Workers installed the flywheel here in 1902 as part of the Piermont Paper Company’s steam driven electrical system. Company founder Martin R. Williams decided to make the village into a cardboard manufacturing center because the nearby Sparkill Creek could supply fresh water to process the paper, and there was an existing railroad to carry supplies in and out of the plant. It was a wise choice. For the next 80 years, the flywheel helped power a succession of mills that recycled wastepaper into paperboard for cereal boxes and other cartons.
Inside the Mill
Paper Machine
Paper Bales
The Box Shop
The wheel kept spinning through two World Wars and the Great Depression.
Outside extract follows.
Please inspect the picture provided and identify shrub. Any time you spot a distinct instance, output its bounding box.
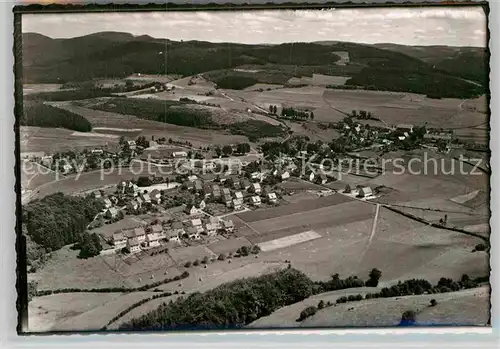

Fondly called “The Twin” because of its two large steam-driven pistons, which are still partially visible, the flywheel was a critical cog in the paper making process.
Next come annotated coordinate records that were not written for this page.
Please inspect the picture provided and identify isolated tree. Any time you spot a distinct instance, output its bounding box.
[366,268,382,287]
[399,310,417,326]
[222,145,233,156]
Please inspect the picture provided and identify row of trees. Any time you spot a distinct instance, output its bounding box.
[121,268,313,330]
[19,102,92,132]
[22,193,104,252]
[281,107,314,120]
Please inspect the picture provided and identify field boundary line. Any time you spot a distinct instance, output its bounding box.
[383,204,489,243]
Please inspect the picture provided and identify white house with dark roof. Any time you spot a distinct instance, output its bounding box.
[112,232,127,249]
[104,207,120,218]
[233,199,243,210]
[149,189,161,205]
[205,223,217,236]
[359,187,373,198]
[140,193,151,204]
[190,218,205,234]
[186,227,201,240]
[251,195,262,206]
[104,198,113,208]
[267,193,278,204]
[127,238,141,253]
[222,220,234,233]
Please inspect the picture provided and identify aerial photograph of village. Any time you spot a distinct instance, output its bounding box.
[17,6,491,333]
The steam that powered it also heated the 93 rollers that dried the paper pulp for the two paper making machines. These behemoths, each longer than a football field and weighing hundreds of tons, were among the largest in the world. Some say on stormy nights you can still hear the thunderous din of the 25-cycle generator.
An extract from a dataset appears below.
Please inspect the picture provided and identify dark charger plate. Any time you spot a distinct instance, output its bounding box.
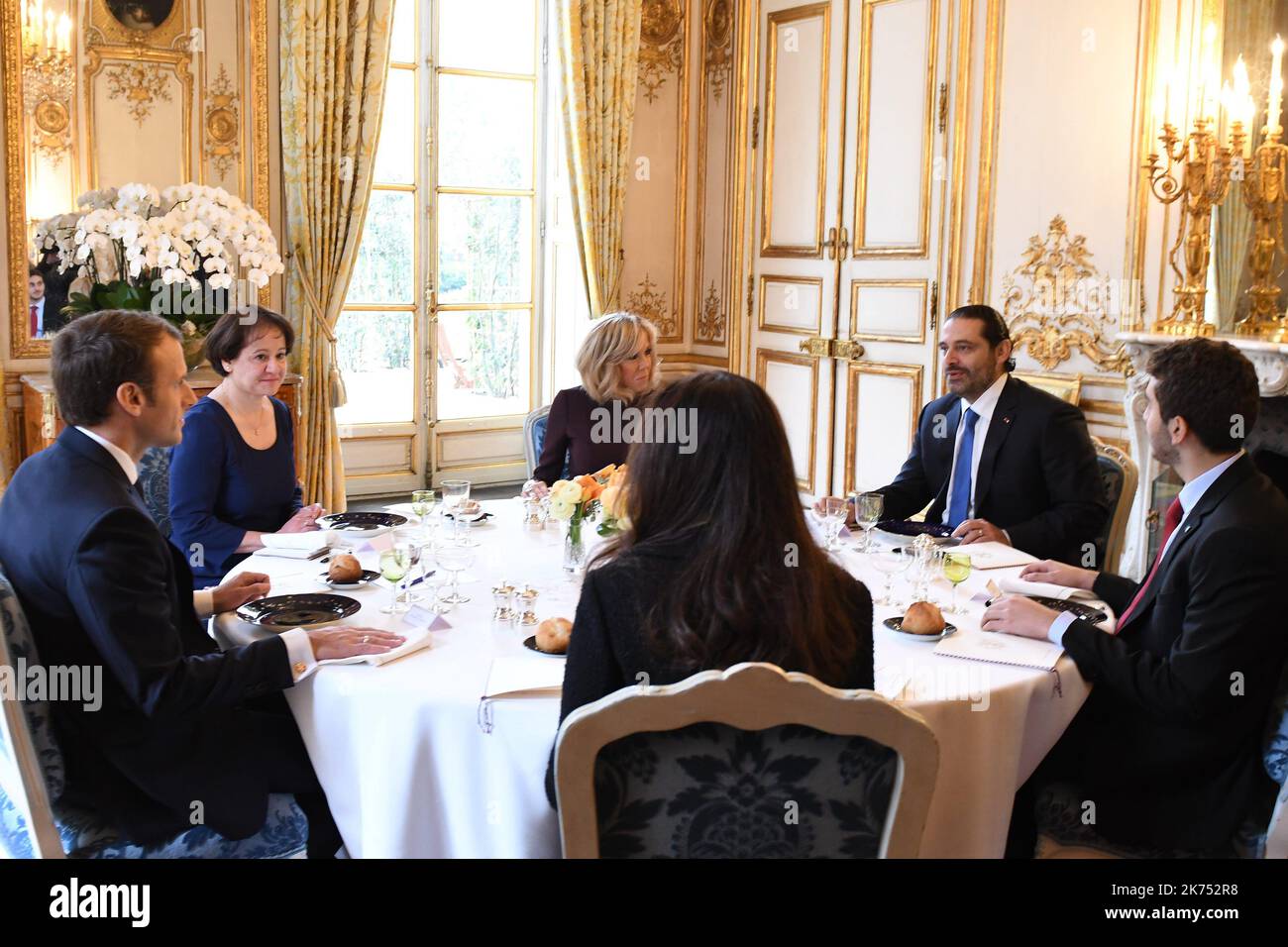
[318,513,407,530]
[237,594,362,629]
[1031,595,1109,625]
“Keep it on the iron!” the paper-makers would often yell to the incoming crew at the change of a shift. They were warning them not to let the paper break and slip off the iron rollers. If it did, it would pile up in the pit under the rollers, making a terrible mess and halting production. In the early days Piermont Paper’s principle customer was The Robert Gair Company.
By 1919, Gair decided that it could make more money by moving its operations from Brooklyn to Piermont. A year later, Gair bought the mill. It eventually became the largest of Gair’s plants, employing some 1,300 people. Since more than 85 percent of its $1.25 million yearly payroll went to employees living within 6 miles of the plant, local grocers, butchers, doctors, banks and other businesses also prospered.
Robert Gair
Packages Made in Piermont
Gair Paper Brooklyn, NY
Paper Mill ca. 1910
Back in 1879, Robert Gair found a way to cut and crease paperboard in one operation, making paperboard cartons easier and cheaper to manufacture. The discovery led to a revolutionary new product - the world’s first affordable cardboard box. It was now also possible to make water resistant paper, bags and cups.
These innovations helped improve public health by reducing food borne diseases and profoundly affected distribution methods and retailing. Toward the end of World War II, the plant’s peak production years, it churned as much as 480 tons of paperboard a day. The mill remained unchanged until 1956 when the Robert Gair Company merged with the Continental Can Company. The Federal Paper Board Company leased the mill from 1971 until 1973, when Clevepack bought it.
The mill closed permanently in 1982, saddening many Piermonters. Over eight decades, the hulking, sprawling complex, with its steam and smoke billowing stacks, had dominated the village landscape, employing many residents and enriching Piermont’s tax base. After a fruitless search for a replacement industry, the village moved to revitalize this valuable riverfront property with a mixed commercial-residential development.
When demolition began for the present day Piermont Landing, workers struggled to remove the flywheel, but the wrecking ball just bounced off it. Leave it, they were told. Let it stand as a monument to Piermont’s industrial past and to the hard working men and women who were a part of it. That’s why you see it here today.